Who is it for, then? "One example, one of our beta users, was trying Just Cause 2, which is a DX10 game [DirectX 10]. And he says, 'Oh, this is awesome, because I want to try it but I don't have DX10 installed yet.'" And the same can be said for us. When we tested DirectX 11-enabled Dirt 2 on our paltry little MacBook (which, as you might imagine, has no form of DX anything running on it), the game looked great and ran smoothly.

That said, outside of PC and Mac gamers who don't want to upgrade their rigs every few months, OnLive will be targeting console gamers with its "Microconsole" go-between by the end of this year (the Microconsole isn't so much a traditional gaming console so much as it's a hardware liaison between your TV and OnLive's service). The company would of course prefer that release to be sooner than later, but is first focusing on service stability and producing enough Microconsoles ahead of launch.

"We'd like to get it out for some huge Christmas kinda thing, but we'll obviously we'll make a huge splash when we're ready ... we've got guys actually out in China right now talking to folks, getting us factories," Perlman assured us. Between now and then, the service will continue to grow its game library and user base, with plans to ramp up the scale of both as the service reaches what Perlman calls "cruising altitude."

And how will the marketplace UI adapt to an ever increasing list of games? Bentley explained that the current list format "doesn't work when you get to about 50," so regular UI updates will be necessary. "The nice thing about this kind of service, we can be updating the software behind the scenes. In fact, it actually is updated every few days," he added.
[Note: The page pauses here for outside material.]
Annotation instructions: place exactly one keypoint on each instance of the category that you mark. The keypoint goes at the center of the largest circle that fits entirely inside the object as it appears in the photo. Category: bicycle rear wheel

When we pressed Bentley on using OnLive's service for non-gaming applications (imagine: FinalCut Pro or Adobe CS5), while noncommittal, he did confirm that it was a possibility. "I think you're gonna see other things ... we'll have other things to announce. It certainly is possible."

What he stressed most, though, was Perlman's other company, Mova, working in tandem with OnLive to create impressive new visual experiences in games. "This face here," Bentley began, as he motioned toward a life-like image that had been projected on a screen before us, "is computer generated -- 100,000 polygons. It's the same thing we used in Benjamin Button to capture Brad Pitt's face. Right here, this is an actress. You can't render this in real time on a standard console. So this is the reason OnLive really exists." Bentley claims that Mova is a big part of the reason that a lot of folks originally got involved with OnLive. "We were mind-boggled," he exclaimed. And mind-boggling can be a tremendous motivator, it would seem -- spurring Bentley to leave a successful startup for a still nascent, unknown company working on the fringes of the game industry.

In fairness, what we saw of Mova was terrifyingly impressive, seemingly crossing the uncanny valley into "Holy crap! Are those human beings or computer games?" territory. Luckily for us, someone, somewhere is working with Mova for games. Though Bentley couldn't say much, when we pushed him on the subject, he laughed and responded, "Uhhhh ... ummm ... there's some people working on it." And though we may not see those games for quite some time, when we do, we'll be seeing the future.